A fairly common homing cycle runs like this:
- Move fairly quickly toward the endstop until it is triggered
- Move away until the switch is no longer triggered
- Come back in at a slower rate until triggered again (which provides a more precise location)
- Set the now-known machine position
- Move off the switch one last time.
Homing won’t work, and you won’t be able to tell what part of the homing cycle is running, until the switches are consistently reported correctly by M119.
If M119 says “triggered” when the switches should be open, and it doesn’t change when you exercise the switch, there’s a short in your endstop circuit somewhere. What you’re interpreting as “homes the opposite of what is set in the firmware” is the second part of the homing cycle, trying to move away from the already triggered limit switch.
Are you using 3 pin connectors for the endstops? The board reads a connection between the Signal and Ground pins as the switch being triggered. Many boards also provide a 5V pin to run the optical sensor or indicator LED types of endstop modules. Make sure your switches are connected the right way around, matching S(ignal), G(round) and V(olts, if present) at both ends.
The following applies a general approach to limit switch troubleshooting which has proven effective for me in the past.
When M119 doesn’t report the state of the switches changing when you manually trigger them, I see 4 possibilities:
- The switches are mechanically faulty.
- The switches are wired incorrectly.
- The switches are plugged into the wrong ports on the control board.
- The wrong set of endstops is enabled in the firmware.
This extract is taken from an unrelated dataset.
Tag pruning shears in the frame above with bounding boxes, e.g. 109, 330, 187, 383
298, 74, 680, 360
Since you’re experiencing the same issue with both X and Y switches, I’m leaning toward a wiring issue, but I suggest a process of elimination starting from one end of the system and working through all the elements in sequence. I’m a big believer in checking physical stuff first, so I’d start at the switch end of things.
- Assuming an actual mechanical switch (not an opto-enstop), check the switch’s operation directly with a multimeter/continuity tester. Based on your note that default is inverting set to false, connections at the switch should be to the NO (normally open) and C or COM (common) terminals of the switch, so check continuity between those terminals with as much other circutry disconnected as possible. You should get continuity when the switch is closed and none when the switch is open. If there’s no change right at the terminals when the switch is triggered, the switch itself is bad. You should still be able to test this even if the switch is attached to a circuit board.
- Next, assuming the switch tested okay, I’d test continuity of each of the wires between the switch and the connector for the control board with the endstop unplugged. There may be a bad wire, or a bad crimp, or a connector slipped up inside a connector end. This gets more tricky if there’s a circuit board involved, but you should still be able to check each conductor between the controller and the endstop. While doing this, be sure the ends of the cables match with regards to Signal, Ground, and Voltage (if present) conductors. The board reads a connection between the Signal and Ground pins as the switch being triggered. Many boards also provide a 5V pin to run the optical sensor or indicator LED. Make sure things are connected in the right direction.
- Next, being sure you’re working on the expected connection, connect the Signal and Ground pins of the board endstop connection (stay away from the V pin) with a known good jumper wire and try the M119 command again. If this still shows no change, then you’re looking at a firmware configuration problem.
One of these results should steer you toward the fix for your endstop switch trouble.